Die EZB wird nächste Woche am Mittwoch zum ersten Mal langfristige Repo-Geschäfte (als fixed rate tender) ausschreiben. Es handelt sich dabei um eine LTRO (longer-term refinancing operation) mit 3 Jahren Laufzeit.
Die Banken dürften sich bisher bis zu 12 Monaten Geld borgen. Als Referenzsatz gilt der gegenwärtige Leitzins. Heute beträgt der Satz für main refinancing operations 1,0 Prozent.
Händler am Anleihemarkt sprechen bereits von „Sarko Trade“. Warum? Der jüngste EU-Gipfel war eine Katastrophe. Danach hat die EZB die eben genannte LTRO angekündigt.
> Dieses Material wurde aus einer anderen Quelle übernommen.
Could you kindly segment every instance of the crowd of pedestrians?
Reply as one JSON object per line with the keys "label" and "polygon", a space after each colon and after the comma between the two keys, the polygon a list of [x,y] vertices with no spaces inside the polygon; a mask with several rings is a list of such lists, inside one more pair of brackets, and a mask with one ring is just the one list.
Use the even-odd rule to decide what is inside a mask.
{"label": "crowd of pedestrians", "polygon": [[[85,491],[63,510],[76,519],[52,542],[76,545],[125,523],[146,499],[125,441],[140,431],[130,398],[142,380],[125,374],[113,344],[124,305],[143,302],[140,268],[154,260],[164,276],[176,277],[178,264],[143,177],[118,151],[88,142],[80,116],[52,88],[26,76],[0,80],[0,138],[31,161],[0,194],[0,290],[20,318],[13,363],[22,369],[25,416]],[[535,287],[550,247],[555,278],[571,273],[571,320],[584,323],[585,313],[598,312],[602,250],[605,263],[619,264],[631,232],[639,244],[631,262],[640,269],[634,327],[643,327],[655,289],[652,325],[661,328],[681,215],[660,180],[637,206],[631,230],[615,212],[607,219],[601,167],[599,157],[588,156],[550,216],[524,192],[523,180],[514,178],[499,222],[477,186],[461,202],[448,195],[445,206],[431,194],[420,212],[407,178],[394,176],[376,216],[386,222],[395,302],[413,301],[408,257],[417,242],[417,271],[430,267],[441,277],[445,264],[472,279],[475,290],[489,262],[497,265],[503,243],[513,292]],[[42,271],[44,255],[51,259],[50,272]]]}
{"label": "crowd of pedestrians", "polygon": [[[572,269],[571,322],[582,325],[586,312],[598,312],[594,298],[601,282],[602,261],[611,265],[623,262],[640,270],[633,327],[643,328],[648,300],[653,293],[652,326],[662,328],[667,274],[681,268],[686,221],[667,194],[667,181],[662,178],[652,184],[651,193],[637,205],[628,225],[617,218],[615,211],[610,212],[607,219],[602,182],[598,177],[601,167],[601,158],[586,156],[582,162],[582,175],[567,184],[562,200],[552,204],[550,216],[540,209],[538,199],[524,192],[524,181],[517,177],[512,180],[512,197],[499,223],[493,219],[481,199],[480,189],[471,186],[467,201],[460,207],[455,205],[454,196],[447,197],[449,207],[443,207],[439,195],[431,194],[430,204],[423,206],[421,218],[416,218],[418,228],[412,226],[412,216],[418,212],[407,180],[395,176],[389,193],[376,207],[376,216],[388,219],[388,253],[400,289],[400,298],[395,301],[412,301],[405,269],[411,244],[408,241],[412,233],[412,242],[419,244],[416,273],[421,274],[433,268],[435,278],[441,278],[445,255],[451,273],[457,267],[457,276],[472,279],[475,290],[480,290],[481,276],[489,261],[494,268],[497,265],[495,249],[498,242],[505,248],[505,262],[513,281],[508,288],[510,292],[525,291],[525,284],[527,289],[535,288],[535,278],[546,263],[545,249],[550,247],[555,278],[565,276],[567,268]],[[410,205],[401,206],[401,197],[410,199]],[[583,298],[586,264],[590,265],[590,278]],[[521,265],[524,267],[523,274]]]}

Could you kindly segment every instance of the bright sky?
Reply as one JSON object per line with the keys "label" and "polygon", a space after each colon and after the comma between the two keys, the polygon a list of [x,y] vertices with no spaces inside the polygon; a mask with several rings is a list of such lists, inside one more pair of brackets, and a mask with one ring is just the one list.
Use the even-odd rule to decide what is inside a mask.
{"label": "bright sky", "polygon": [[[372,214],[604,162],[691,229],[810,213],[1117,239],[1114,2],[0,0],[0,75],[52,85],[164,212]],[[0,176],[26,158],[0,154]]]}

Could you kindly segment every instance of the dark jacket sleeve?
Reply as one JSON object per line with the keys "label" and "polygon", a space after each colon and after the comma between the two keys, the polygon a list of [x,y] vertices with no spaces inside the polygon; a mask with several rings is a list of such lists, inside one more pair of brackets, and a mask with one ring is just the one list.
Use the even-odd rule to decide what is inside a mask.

Der französische Staatspräsident Nicholas Sarkozy hat gedoppelt: „Dies bedeutet, dass jeder Staat sich an seine Banken wenden kann, die Liquidität zur Verfügung stellen werden“. Sarkozy hat m.a.W. europäische Banken aufgerufen, mit dem von der EZB geliehenem Geld europäische Staatsanleihen zu kaufen, und zwar so, dass beispielsweie spanische Banken spanische Staatsanleihen erwerben.
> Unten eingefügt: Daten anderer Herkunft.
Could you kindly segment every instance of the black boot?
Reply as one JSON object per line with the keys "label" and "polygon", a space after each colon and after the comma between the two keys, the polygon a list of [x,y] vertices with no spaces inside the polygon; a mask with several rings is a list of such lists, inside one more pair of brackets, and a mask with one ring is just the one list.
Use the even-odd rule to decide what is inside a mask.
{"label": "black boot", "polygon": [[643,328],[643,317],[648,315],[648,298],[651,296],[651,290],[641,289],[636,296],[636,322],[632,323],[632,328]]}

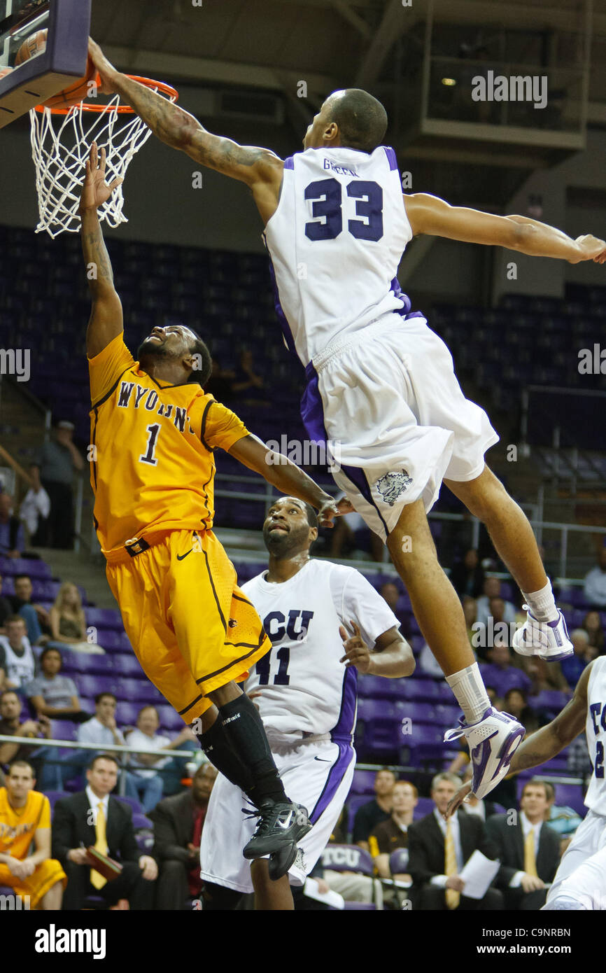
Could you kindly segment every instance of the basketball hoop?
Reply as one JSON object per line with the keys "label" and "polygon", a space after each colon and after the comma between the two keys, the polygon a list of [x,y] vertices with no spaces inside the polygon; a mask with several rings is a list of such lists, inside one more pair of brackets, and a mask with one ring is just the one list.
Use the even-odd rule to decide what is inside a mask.
{"label": "basketball hoop", "polygon": [[[174,88],[161,81],[128,77],[164,95],[168,101],[179,97]],[[132,118],[126,121],[128,115]],[[71,107],[36,105],[29,118],[40,217],[36,233],[46,230],[53,237],[65,232],[78,233],[80,190],[92,142],[97,143],[99,150],[105,149],[106,179],[111,183],[117,177],[124,179],[132,158],[147,142],[152,129],[134,114],[130,105],[120,103],[119,94],[112,95],[107,104],[81,101]],[[105,220],[110,227],[127,222],[123,215],[123,185],[99,206],[99,220]]]}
Der „Sarko Trade“ würde so vonstatten gehen: Banken in der Eurozone leihen sich das Geld zu 1% bei der EZB, indem sie entsprechende Sicherheiten hinterlegen. Wie der Zufall es will, werden Staatsanleihen als Sicherheiten (wenn auch mit Abschlag, d.h. haircut) angenommen. Die Banken kaufen dann kurzfristige Staatspapiere z.B. Italiens und stecken die Differenz zwischen dem Satz von 1% (zu dem sie das Geld bei der EZB aufnehmen) und der Rendite (zwischen 5% und 7%), die die Staatsanleihen abwerfen. Die zurückbehaltenden Erträge verbessern die Situation der Banken. Die Regierungen finden Abnehmer für ihre Papiere. Und die EZB sorgt dafür, die Krise (collateral crunch, siehe auch hier) am Interbankenmarkt zu entspannen.
Ende gut, alles gut? Mitnichten. Der „legale Trick“ der EZB erinnert erstens an die Repo-Geschäfte des in Konkurs geratenen Unternehmens MF Global von Jon Corzine. Seine Strategie „repo-to-maturity“ war kein Geistesblitz (siehe hier und hier).
Die grössere Sorge ist aber zweitens, dass die europäischen Staats- und Regierungschefs einen der ursprünglichen Fehler, der in erster Linie zu der Euro-Krise geführt hat, wiederholen, wie die FT schildert. Die Banken und Versicherungsgesellschaften waren mehr oder weniger gezwungen, bis auf die Decke Staatsanleihen zu kaufen. Die anfängliche Belastung mit Staatsanleihen kam durch die Regulierung („Basel II“), die Banken erlaubt hat, kein Kapital gegen Staatsanleihen auf die Seite zu legen, weil Staatsanleihen als risikofrei galten.
Sarkozys Aufruf an die Banken deutet ausserdem darauf hin, was von Carmen Reinhart als „financial repression“ bezeichnet wird. Das ist nämlich dann der Fall, wenn die Regierungen versuchen, die Verschuldungszinsen künstlich niedrig zu halten, indem sie inländische Investoren zwingen, eigene Staatspapiere zu kaufen. Was zur Zeit auffällt, ist aber, dass die Banken sich seit geraumer Zeit im hohen Tempo von Staatsanleihen aus finanzschwachen EU-Ländern trennen.
Die Banken scheinen eher die Ansicht zu vertreten, dass es viel klüger wäre, die EZB-Darlehen zu verwenden, um die eigenen Gläubiger zu bedienen, als darauf zu spekulieren, dass die EU-Länder am Schluss ihre Staatspapiere bedienen würden.
Während Anleihen fällig werden und die meisten Finanzunternehmen nicht in der Lage sind, sich zu refinanzieren, benötigen Banken Liquidität, um über die Wand der Refinanzierung zu klettern. Banken müssen also Schulden abbauen (deleveraging) und nicht wieder Schulden aufbauen (re-leveraging), bemerkt IFF in einem aktuellen Kommentar. Es bleibt also ein Wunschdenken, dass die Banken wieder stapelweise Staatspapiere kaufen würden.
Es geht im Grunde genommen gar nicht darum, dass irgendjemand die notleidenden Staatsanleihen in der Eurozone kauft, sondern jemand, d.h. eine Institution, die die Anleihen kauft und bereit ist, die Verluste daraus zu tragen. Das kann nur die EZB als lender of last resort. Es geht schliesslich um ein Solvenz-Problem, welches sich aus der sich selbst verstärkenden Abwärtsspirale in der Eurozone entwickelt hat.